Rust Never Sleeps

Bix Beiderbecke, the hell-raising jazz cornetist when he passed in 1931 was said to have “died of everything.”

It was a prophetic obituary especially if you work in and around the construction industry, as many commercial vehicle operators do.

Raw material suspensions. Fuel spikes. Trade tariffs. Government mandates. Labour shortages. Rate rises. Inflation. Energy destabilisation.

It recalls the old saying if Lillee doesn’t get you Thommo will.

Whole market sectors, for the moment, have been reduced to nervous 1970s English batsmen.

The health of the global economy and the cause of its rapid diminution might matter less if they weren’t made to mirror polemical narrative effects driven increasingly by hegemonic economic powers.

The progressive onboarding of the world, per James Poulos, into a networked system of constant communication has in the digital age, instilled a domino effect in which a crisis is but one sneeze away from a global catastrophe that some NGO, with its silent investors, has been patiently anticipating.

Wikipedia, itself a non-profit, launched new restrictions on users to suspend edits made to its recession page.

The network effect also can work the other way if the objective is to stop the herd from being spooked.

Australia’s Productivity Commission, as if wary of a fate worse than some burnt-out Depression-era horn player, cites the global surge of protectionism and the transition to net-zero emissions by 2050, as additional causes which will, under the siege of continued inflationary pressures, warrant productivity enhancing reforms.

The Government having spent $16 billion in industry assistance for Australian businesses that needed support now wants to roll back that same assistance as conditions improve as a countermeasure to overheating the economy.

The problem is conditions have not improved but don’t tell Wikipedia whose policies might have made former Iraqi Minister of Information Mohammed Saeed al-Sahhaf blush.

The solution to expeditious downturn, a decline in living standards and supply shocks, as far as two researchers at the Utah State University are concerned, can be found in a greater consumption of energy, not less.

Austin Vernon and Eli Dourado are convinced that the shift in mindset for this to occur will happen once energy becomes superabundant.
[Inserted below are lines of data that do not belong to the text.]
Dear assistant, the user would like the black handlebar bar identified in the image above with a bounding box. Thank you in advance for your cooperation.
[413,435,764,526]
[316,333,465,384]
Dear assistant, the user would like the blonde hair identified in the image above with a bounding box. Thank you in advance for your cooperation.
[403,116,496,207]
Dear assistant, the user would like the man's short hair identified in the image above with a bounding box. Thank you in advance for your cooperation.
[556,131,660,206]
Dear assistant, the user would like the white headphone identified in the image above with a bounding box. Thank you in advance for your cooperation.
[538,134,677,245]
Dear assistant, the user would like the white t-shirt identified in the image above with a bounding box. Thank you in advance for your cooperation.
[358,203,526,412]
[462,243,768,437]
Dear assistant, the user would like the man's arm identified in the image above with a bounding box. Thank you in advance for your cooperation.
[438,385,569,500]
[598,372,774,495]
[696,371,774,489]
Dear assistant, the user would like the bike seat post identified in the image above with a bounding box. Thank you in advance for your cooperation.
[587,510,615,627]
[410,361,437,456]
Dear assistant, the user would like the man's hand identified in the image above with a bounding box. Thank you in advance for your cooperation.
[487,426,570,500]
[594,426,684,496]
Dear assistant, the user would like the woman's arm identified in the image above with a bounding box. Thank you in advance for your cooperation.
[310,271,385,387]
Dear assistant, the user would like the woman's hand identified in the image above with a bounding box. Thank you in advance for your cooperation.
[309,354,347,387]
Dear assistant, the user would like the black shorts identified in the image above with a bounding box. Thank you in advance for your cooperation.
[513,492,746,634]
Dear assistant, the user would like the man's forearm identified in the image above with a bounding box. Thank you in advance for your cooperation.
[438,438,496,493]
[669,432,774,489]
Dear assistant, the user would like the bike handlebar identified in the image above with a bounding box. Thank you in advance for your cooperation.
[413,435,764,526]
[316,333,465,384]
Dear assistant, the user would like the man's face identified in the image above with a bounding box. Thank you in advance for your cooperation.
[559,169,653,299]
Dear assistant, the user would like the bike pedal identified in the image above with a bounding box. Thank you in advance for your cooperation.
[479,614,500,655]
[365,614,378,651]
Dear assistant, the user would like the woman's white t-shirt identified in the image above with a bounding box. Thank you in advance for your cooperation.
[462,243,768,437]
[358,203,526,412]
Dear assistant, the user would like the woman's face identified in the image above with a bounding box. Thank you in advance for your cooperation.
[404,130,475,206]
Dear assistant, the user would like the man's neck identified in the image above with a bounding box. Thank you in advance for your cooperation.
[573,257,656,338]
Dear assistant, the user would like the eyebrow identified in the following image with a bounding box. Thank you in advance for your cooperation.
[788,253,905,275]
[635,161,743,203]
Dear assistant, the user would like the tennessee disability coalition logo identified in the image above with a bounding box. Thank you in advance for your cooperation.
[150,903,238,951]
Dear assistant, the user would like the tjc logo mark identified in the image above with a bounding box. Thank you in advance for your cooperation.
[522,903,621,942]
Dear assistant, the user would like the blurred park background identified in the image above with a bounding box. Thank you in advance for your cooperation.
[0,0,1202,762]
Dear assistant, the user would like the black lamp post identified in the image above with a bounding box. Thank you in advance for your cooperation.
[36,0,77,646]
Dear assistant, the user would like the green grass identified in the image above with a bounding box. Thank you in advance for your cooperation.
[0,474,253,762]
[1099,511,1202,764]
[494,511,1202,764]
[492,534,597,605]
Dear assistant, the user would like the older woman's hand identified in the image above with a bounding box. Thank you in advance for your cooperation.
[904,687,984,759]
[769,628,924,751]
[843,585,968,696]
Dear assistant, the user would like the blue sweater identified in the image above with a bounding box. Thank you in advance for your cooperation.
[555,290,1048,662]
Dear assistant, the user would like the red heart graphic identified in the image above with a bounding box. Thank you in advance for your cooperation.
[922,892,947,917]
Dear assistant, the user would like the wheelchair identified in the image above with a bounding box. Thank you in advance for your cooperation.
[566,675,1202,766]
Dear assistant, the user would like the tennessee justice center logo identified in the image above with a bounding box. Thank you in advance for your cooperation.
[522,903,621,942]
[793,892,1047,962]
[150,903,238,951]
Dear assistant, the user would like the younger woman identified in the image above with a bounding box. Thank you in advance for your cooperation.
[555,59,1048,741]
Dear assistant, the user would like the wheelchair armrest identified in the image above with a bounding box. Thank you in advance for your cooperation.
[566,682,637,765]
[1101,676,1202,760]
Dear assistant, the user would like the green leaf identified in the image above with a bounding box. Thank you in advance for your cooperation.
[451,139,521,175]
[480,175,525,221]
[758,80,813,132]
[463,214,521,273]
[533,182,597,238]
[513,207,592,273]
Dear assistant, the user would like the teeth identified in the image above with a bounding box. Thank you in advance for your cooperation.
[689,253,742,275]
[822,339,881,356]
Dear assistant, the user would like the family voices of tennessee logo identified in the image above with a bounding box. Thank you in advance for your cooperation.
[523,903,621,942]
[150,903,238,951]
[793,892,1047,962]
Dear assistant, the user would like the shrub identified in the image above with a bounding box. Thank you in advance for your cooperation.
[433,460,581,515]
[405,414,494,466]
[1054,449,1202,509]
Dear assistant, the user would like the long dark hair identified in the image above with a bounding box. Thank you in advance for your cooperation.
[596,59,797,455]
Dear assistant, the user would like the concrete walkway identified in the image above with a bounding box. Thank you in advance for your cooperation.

To achieve energy superabundance, society must go far beyond just replacing existing fossil fuel use with carbon-free alternatives.

Theirs is a vision that insists on an increase of energy production by at least an order of magnitude fostered by cost declines achieved through advanced nuclear or geothermal technologies.

Energy technology, in short, must be reimagined. “If our society remains suspicious of high energy expenditures, at least part of the reason is a lack of vision of what we might realistically do with superabundant energy,” the report notes.

Much of the paper, ‘Energy Superabundance: How Cheap, Abundant Energy Will Shape Our Future’, goes someway to supplying that vision.

Econometric research has shown that higher energy consumption directly increases economic growth, contrary to a consensus that only richer countries demand more energy by virtue of wealth.

Cheap energy decreases the cost of all the goods and services that use energy in their production.

Of critical importance, it also helps with production of more and new goods and services in ways that are only economical when energy costs are low.

In other words, the relationship between economic growth and energy consumption runs in both directions.

Transportation, which accounts for about 20 per cent of global primary energy consumption, is deeply bound up with energy costs.

It takes energy to accelerate objects and to keep them moving in the face of drag and rolling resistance.

In a world of superabundant energy, it will be, according to the authors, one of the most explosive sectors enabling the number of kilometres travelled by both people and goods to increase prodigiously.

Until then red tape masks our complacent, comfortable, consumerist depreciation.